Let’s try to quickly summarize the bear case.
#1 - Look at the very small number of customers (377) and additions (9) this quarter. This isn’t a real company if they can’t add more customers than that every quarter.
#2 - Reliance on Services Revenue. The product doesn’t sell itself and takes a significant amount of effort to sell, let alone get up and running.
#3 - They aren’t showing any signs of penetrating the mid-market customer.
#4 - Lumpiness
#5 - Guiding only 36% sub growth
#6 - Dell ownership (I will not comment further on that here).
Now let’s look at the quarter and the bull case.
Subscription revenue grew 50% this quarter and 55% for the year. New customers grew 32% this year versus last. The net expansion rate is 149%! Gross Margins increased to 68% from 59%!!! Based solely on the subscription revenues, the EV/S is 12.4 and about half of that on total revenues. That is right in the range for multiple expansion. Yes, yes, go ahead and bring up Nutanix if you must.

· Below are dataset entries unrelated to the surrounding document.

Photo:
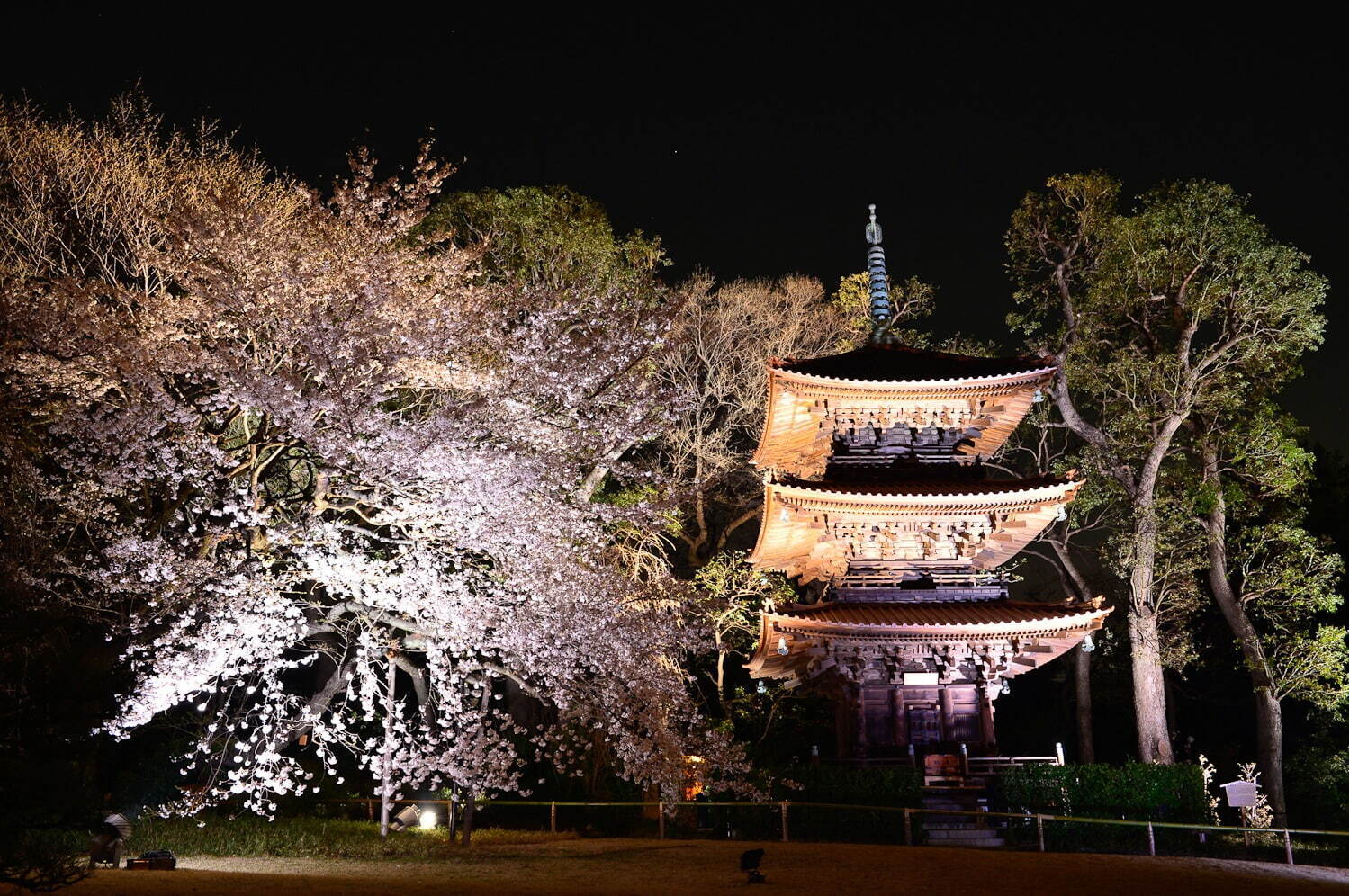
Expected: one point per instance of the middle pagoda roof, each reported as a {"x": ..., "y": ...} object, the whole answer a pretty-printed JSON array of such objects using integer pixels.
[
  {"x": 815, "y": 531},
  {"x": 931, "y": 405}
]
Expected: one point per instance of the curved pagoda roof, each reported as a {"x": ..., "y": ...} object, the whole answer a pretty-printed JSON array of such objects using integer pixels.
[
  {"x": 815, "y": 529},
  {"x": 813, "y": 401},
  {"x": 1016, "y": 636},
  {"x": 891, "y": 363}
]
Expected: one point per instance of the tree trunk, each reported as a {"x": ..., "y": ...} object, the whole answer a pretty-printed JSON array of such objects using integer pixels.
[
  {"x": 386, "y": 791},
  {"x": 1268, "y": 709},
  {"x": 1149, "y": 695},
  {"x": 1082, "y": 685},
  {"x": 721, "y": 675}
]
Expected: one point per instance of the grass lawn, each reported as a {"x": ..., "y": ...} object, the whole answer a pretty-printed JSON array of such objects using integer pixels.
[{"x": 505, "y": 864}]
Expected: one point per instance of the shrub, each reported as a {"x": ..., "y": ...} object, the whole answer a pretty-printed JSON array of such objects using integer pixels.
[{"x": 1136, "y": 791}]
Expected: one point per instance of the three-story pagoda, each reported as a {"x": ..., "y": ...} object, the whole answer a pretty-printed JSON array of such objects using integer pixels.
[{"x": 877, "y": 502}]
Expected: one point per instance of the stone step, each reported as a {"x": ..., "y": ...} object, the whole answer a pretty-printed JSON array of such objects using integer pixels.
[
  {"x": 992, "y": 842},
  {"x": 962, "y": 826},
  {"x": 964, "y": 833}
]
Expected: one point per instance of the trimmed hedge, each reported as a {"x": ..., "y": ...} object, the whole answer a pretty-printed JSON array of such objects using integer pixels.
[{"x": 1136, "y": 791}]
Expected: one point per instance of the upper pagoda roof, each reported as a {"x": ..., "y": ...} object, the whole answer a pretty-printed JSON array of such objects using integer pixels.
[
  {"x": 888, "y": 363},
  {"x": 873, "y": 483}
]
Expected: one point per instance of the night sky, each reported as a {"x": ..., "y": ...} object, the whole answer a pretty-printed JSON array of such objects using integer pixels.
[{"x": 753, "y": 142}]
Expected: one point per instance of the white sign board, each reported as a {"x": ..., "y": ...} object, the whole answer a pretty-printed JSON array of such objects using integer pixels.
[{"x": 1240, "y": 793}]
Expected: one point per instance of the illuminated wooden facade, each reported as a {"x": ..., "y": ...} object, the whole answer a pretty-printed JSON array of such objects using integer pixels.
[{"x": 877, "y": 504}]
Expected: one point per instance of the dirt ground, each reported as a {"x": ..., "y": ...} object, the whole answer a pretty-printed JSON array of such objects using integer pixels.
[{"x": 700, "y": 866}]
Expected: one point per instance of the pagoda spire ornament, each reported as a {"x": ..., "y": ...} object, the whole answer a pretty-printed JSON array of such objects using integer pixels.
[{"x": 883, "y": 309}]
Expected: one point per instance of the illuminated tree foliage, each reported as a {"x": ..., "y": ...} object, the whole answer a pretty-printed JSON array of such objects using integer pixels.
[
  {"x": 294, "y": 451},
  {"x": 1156, "y": 316}
]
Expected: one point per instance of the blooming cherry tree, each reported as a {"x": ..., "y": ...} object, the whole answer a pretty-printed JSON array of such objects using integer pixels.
[{"x": 329, "y": 488}]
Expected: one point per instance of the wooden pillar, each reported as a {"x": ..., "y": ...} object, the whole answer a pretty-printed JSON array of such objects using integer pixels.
[
  {"x": 902, "y": 725},
  {"x": 948, "y": 714},
  {"x": 991, "y": 737},
  {"x": 859, "y": 721}
]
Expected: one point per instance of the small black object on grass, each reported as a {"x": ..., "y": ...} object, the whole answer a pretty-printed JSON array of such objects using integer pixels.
[
  {"x": 751, "y": 860},
  {"x": 158, "y": 860}
]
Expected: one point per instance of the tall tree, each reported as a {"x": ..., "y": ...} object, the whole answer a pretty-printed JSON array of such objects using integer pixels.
[
  {"x": 293, "y": 453},
  {"x": 1154, "y": 316},
  {"x": 1273, "y": 582}
]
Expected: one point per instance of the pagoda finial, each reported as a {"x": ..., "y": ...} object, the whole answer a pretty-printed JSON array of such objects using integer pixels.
[{"x": 883, "y": 312}]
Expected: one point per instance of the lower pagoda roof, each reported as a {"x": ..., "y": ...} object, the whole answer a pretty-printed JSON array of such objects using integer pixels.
[
  {"x": 802, "y": 641},
  {"x": 921, "y": 618}
]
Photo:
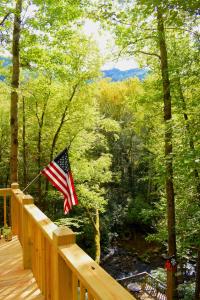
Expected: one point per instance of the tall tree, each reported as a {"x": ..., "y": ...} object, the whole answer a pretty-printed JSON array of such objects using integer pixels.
[
  {"x": 171, "y": 278},
  {"x": 14, "y": 93}
]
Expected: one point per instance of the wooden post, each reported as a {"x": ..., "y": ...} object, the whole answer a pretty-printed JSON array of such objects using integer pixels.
[
  {"x": 26, "y": 243},
  {"x": 13, "y": 213},
  {"x": 62, "y": 279},
  {"x": 4, "y": 210}
]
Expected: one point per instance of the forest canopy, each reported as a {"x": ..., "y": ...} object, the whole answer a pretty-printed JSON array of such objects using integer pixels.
[{"x": 133, "y": 144}]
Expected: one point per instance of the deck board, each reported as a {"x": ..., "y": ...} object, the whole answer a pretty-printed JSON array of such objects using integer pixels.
[{"x": 15, "y": 282}]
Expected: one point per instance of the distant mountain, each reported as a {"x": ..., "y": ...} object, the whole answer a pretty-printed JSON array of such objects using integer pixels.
[{"x": 118, "y": 75}]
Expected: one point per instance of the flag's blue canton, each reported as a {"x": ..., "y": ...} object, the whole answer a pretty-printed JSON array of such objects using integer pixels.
[{"x": 63, "y": 161}]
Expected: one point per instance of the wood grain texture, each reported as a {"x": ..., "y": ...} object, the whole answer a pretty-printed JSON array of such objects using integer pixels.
[{"x": 15, "y": 282}]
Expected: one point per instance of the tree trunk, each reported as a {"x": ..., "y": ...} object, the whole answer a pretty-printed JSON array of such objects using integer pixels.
[
  {"x": 171, "y": 278},
  {"x": 14, "y": 93},
  {"x": 24, "y": 143},
  {"x": 97, "y": 238},
  {"x": 196, "y": 175}
]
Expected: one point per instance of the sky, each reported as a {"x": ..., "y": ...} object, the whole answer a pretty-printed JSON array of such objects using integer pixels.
[{"x": 106, "y": 44}]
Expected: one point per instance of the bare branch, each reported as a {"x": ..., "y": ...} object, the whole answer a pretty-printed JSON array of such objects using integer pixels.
[{"x": 148, "y": 53}]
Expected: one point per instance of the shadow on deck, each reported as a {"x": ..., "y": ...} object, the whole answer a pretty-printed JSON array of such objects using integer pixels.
[{"x": 15, "y": 282}]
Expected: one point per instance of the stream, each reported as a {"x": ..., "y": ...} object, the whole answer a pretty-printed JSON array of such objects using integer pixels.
[{"x": 129, "y": 256}]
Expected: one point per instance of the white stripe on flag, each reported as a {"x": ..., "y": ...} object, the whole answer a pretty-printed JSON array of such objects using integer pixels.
[{"x": 58, "y": 183}]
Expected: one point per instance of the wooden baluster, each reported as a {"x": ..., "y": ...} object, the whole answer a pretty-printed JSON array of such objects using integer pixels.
[
  {"x": 74, "y": 287},
  {"x": 90, "y": 297},
  {"x": 26, "y": 238},
  {"x": 82, "y": 292},
  {"x": 5, "y": 212},
  {"x": 62, "y": 281}
]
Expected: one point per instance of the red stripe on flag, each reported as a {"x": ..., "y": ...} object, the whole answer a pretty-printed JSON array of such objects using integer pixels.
[{"x": 73, "y": 188}]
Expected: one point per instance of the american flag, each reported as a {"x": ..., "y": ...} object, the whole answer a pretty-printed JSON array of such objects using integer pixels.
[{"x": 59, "y": 174}]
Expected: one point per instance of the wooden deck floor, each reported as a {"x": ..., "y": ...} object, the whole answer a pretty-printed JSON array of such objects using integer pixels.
[{"x": 15, "y": 282}]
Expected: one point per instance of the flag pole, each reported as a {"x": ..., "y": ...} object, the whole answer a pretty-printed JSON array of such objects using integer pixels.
[{"x": 34, "y": 179}]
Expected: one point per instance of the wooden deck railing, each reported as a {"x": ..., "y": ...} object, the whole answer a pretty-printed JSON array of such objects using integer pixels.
[{"x": 61, "y": 268}]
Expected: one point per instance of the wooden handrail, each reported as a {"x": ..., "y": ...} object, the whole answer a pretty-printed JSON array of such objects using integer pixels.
[{"x": 61, "y": 268}]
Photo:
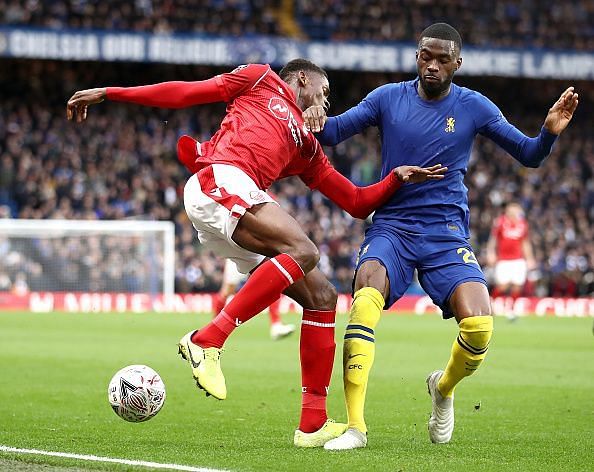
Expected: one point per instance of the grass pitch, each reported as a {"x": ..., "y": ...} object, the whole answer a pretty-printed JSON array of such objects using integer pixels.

The conference call seemed very positive. I believe everyone is afraid of having only 9 new customers in a quarter. First, new customers this year grew 32% and combined with the superior expansion rate, this sets up very nicely. Second, the risk/reward scenario on customer growth seems favorable. SI partners will help fuel this growth. We don’t hear of Pivotal’s customers being unhappy with their service and, in fact, agile software development appears to reap vast rewards. I think it was Ford or another auto maker who had to pare back usage or some such thing which I will call FUD. They are diversifying their verticals quite well. Read the call for further info.
PAS appears to be a more holistic buy-in for customers while PKS with a bit lower ASP may help gain new customers faster. But one may ask, who cares? They have penetrated 33% of the Fortune 100. Lots of opportunity left there. They are, in fact, growing customers quickly enough to see great revenue growth when figuring in the expansion rate.
Would love to hear why others think this is wrong.